R. B. : Je ne sais pas trop. Je n’ai pas d’enfant, mais il y a plusieurs adoptés dans ma famille. J’ai d’ailleurs appris, après sa mort, que mon grand-père Bouchard a été adopté ; ce secret a fortement marqué mon imaginaire. Mais, en même temps, l’adoption, dans le roman, est métaphorique ; c’est plutôt, pour moi, une histoire d’ancrage dans la littérature, dans la culture, de la société à laquelle j’appartiens. Pour ce premier roman, je voulais trouver des symboles forts, un peu trop peut-être. Je ne fais plus de personnages métaphoriques maintenant.
Donc, vous êtes partie d’une idée, d’un thème ?

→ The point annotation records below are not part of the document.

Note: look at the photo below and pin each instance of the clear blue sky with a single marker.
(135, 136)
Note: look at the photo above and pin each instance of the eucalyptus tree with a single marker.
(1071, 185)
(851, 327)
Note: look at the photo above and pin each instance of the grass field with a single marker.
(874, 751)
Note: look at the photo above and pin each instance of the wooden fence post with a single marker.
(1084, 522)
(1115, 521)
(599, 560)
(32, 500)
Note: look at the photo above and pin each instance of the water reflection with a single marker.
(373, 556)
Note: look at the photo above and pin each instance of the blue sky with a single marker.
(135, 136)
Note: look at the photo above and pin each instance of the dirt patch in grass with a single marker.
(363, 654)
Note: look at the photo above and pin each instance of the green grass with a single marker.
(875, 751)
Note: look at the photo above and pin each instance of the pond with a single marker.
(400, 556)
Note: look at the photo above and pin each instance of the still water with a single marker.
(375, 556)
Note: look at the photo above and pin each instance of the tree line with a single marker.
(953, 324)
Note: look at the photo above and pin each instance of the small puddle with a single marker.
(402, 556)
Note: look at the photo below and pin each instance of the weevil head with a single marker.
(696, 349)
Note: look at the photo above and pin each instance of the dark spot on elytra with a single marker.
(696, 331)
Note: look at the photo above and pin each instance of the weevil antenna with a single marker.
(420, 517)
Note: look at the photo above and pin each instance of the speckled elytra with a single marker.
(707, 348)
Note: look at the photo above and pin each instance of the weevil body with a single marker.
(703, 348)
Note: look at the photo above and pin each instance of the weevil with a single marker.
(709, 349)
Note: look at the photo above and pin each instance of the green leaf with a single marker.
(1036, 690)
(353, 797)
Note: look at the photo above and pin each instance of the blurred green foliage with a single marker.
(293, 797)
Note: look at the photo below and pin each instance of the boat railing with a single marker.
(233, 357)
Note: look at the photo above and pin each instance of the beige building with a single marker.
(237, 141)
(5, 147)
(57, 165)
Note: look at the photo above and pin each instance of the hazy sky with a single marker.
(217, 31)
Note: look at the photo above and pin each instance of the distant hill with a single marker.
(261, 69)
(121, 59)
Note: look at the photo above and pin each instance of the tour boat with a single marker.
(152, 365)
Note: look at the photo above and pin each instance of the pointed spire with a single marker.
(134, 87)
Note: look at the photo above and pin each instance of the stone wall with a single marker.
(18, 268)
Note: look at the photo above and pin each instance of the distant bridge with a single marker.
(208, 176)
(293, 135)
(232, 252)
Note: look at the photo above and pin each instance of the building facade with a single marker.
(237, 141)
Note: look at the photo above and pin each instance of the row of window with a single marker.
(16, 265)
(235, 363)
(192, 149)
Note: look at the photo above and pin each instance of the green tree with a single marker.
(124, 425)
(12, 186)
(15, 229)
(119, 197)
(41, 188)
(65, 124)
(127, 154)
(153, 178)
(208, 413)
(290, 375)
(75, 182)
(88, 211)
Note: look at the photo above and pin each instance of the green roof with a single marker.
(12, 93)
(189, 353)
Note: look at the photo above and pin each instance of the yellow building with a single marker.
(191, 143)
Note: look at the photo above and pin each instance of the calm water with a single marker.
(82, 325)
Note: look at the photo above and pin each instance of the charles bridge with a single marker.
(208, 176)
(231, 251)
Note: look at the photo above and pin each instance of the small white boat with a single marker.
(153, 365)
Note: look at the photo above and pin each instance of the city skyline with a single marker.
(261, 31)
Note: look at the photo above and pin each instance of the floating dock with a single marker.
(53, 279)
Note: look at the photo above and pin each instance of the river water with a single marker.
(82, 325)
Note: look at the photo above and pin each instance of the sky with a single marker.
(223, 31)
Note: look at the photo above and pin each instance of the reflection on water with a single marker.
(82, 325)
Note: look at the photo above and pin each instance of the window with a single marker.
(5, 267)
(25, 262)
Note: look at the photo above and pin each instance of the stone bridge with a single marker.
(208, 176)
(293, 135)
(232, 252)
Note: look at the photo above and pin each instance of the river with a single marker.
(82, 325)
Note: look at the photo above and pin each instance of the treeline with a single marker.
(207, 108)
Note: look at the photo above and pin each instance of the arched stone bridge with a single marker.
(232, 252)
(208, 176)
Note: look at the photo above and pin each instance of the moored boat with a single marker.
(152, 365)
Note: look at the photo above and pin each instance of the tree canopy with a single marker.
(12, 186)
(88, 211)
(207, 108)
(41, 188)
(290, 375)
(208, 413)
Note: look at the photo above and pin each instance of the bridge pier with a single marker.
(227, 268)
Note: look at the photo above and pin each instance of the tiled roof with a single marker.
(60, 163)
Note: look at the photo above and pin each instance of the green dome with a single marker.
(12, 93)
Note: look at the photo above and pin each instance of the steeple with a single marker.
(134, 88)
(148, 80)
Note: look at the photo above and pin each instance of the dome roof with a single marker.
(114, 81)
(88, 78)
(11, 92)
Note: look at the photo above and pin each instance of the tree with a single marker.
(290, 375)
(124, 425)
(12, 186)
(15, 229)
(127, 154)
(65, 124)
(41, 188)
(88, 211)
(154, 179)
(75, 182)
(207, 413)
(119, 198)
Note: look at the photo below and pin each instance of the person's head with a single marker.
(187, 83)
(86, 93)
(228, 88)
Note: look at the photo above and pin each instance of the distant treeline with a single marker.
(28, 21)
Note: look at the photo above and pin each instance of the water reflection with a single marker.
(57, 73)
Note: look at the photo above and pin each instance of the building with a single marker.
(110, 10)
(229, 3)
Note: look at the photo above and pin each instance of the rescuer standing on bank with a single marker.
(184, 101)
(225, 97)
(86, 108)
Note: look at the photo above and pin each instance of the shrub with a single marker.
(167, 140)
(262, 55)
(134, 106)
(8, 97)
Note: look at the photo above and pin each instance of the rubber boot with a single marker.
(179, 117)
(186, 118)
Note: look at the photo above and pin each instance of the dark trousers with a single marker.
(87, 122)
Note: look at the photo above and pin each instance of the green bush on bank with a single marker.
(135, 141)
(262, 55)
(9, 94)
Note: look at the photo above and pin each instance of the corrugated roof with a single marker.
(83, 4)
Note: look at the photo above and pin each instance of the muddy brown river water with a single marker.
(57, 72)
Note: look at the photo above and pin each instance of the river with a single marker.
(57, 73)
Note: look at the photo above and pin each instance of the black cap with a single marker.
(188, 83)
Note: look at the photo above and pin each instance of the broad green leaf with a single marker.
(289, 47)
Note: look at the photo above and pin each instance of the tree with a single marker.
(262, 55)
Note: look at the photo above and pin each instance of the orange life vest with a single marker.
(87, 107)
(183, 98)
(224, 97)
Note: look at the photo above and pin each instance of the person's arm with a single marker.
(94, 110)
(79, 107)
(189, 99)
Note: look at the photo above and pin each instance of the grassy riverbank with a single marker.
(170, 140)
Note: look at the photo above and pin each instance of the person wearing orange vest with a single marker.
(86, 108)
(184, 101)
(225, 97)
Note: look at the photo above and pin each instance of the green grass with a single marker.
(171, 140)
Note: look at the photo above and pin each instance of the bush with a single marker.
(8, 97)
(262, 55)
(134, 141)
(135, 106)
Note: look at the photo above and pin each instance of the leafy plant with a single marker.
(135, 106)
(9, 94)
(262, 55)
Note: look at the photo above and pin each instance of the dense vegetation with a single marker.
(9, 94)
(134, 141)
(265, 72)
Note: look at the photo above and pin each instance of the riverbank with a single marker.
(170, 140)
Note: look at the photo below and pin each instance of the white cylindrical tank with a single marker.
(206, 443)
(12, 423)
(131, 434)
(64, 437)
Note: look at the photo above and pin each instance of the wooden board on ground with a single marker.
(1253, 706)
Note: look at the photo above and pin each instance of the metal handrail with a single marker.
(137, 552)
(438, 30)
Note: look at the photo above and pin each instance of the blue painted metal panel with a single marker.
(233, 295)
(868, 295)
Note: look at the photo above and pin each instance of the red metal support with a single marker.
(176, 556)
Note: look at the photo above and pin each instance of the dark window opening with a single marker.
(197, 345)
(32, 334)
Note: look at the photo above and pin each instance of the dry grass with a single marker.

R. B. : Je pars toujours d’un thème, un pivot central qui reste mon phare tout au long de la construction du roman, de sa structure, de la création des personnages qui peuvent changer en cours de route selon les besoins. Pour Whisky et paraboles, c’était le pardon. Se pardonner à soi-même afin d’aller de l’avant, s’adopter soi-même. Pour Nous étions le sel de la mer, c’est le mensonge. Il y a des mensonges socialement acceptables : les histoires de pêche, les souvenirs d’enfance magnifiés. Et à côté de ça, il y a des mensonges destructeurs ou inacceptables. J’ai voulu mettre en scène un village de pêcheurs en Gaspésie où tout le monde se ment à soi-même et aux autres à propos d’une femme et où, en même temps, certains personnages recherchent la vérité.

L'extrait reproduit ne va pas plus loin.